This is a work of fiction about
New
York City
. Though most of the settings, institutions,
and agencies represented are real, the characters and events are not. Any
resemblance to actual persons is coincidental.

I would like to give thanks to the
following people: Gerald Migliore, Kevin T. Smyley, Arthur Hudson, God
Shammgod, Michael McGuinness, Jane Meara, Liza Dawson, Jim Landis, Bob Mecoy,
Clare Alexander, Henry Eisig, Miguel Ibarra, Fran Lubow, Pat McFadden, Todd
Siegal, Lovable Dupreme Akbar Physics, Ed Kosner, Troy, Donald Goines, Mark
Rosenthal, Brian Walls, Bill Clark, Bob Losada, Reginald Morgan, Vanessa Grant,
Mary Anne Sally, Floyd Simmons, Ava Elwort, Lou Shimpkin, Skeeter, Peter
Herbst, Father Devine, Wayne Barrett, Jack Newfield, Greg Cox, Joanne Gruber,
Charlie, Richard Mayronne, Frances Kessler, Michael Lynne, Wallace Cheat-ham,
Joe Lopez, Thaddeus, and everyone else in or on probation who helped me.

 

I would also like to give special
thanks to Arthur Pine and Lori Andiman for their support and guidance, and most
of all to Richard Pine, without whom this book would not be between two covers.

 

Everything now, we must assume, is in our hands; we have
no right to assume otherwise. If we—and now I mean the relatively conscious
whites and the relatively conscious blacks, who must, like lovers, insist on,
or create, the consciousness of the others—do not falter in our duty now, we
may be able, handful that we are, to end the racial nightmare, and achieve our
country, and change the history of the world. If we do not now dare everything,
the fulfillment of that prophecy, recreated from the Bible in song by a slave,
is upon us: "God gave Noah the rainbow sign, No more water, the fire next
time!"

JAMES BALDWIN, 1962

 

What crime and poverty have created is a riot in slow
motion.

JOHN V. LINDSAY, 1990

 

 

1

 

Now that the baby was two months
old, she seemed to be waking up at least twice a night.

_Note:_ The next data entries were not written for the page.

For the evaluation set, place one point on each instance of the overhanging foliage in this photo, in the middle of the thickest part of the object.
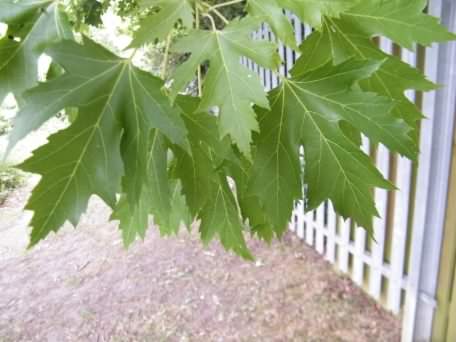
(229, 157)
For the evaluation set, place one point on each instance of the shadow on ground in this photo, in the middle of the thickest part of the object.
(83, 286)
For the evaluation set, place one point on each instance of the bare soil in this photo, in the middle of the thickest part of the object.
(83, 286)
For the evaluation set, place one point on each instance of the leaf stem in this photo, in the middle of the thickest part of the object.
(211, 19)
(166, 57)
(217, 12)
(228, 3)
(198, 71)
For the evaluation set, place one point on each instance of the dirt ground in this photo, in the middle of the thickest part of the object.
(83, 286)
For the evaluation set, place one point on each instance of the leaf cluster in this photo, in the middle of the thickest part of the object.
(235, 158)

But since he was doing
a four-to-midnight tour in the city today, the cop named Frankie Page could
afford to sleep in a little. He woke up around
noon
with his dick as hard as a rock. His wife had already gone to work, though, so
there was nothing to do, except wait for it to go away and maybe feed the baby again.

 

It was just after three in the
afternoon when the man with the dreadlocks came into the boy's bedroom. All the
lights were out and the floor was strewn with fierce-looking toys called Gobots
and Decepticons. The boy, whose name was Darryl King, was lying on the bed with
one arm thrown over his face.

The man with the dreadlocks knelt
over him and put the gun on his chest.

"It's time," he said.

 

Page liked a lot of things about
driving to work on these cold winter afternoons. The stillness of the air and
the silence of the other houses as he pulled out of the driveway. The snow on
the front lawns. The cars going the opposite direction on the Long Island
Expressway. The Christmas decorations outside the
Manhattan
stores as he drove north from the Midtown Tunnel. The only thing that remained
unchanged by the holiday was his precinct in
Harlem
. But
nothing ever seemed to leave much of an impression there anyway.

 

Darryl King, the boy with the gun,
didn't go straight to the job. It was too early anyway. Instead, he went
downtown and found some friends at the Playland video game arcade in
Times
Square
. A couple of them wanted to catch a sex show at one of the
nearby theaters, but Darryl, who was seventeen and good-looking in a blunt way,
wasn't interested. He went to the back of the arcade and stood by the machine
that simulated car crashes. After a couple of minutes, the others came back to
see what he had.

"Thirty-eight-caliber
revolver," said Darryl, lifting his coat flap and showing it to them.
"Just like the cops carry."

"Damn," one of the others
said.

 

Why would a wife need an order of
protection against her own husband, Frankie Page wondered as he sat in the
patrol car parked outside a short brown building on
128th
Street
that night. To need someone guarding your
front door against the man you married. Snowflakes fell slowly, changing shades
as they flitted in and out of the street light. They landed on the windshield
and melted before his eyes. A family should be together for the holidays, he
thought. He hoped he wouldn't be on call on Christmas Day in two weeks. Though
the overtime would help pay for the wife's present. They'd already sunk a
fortune into the baby's room. He was going to need that promotion to sergeant
next year and the raise that went with it.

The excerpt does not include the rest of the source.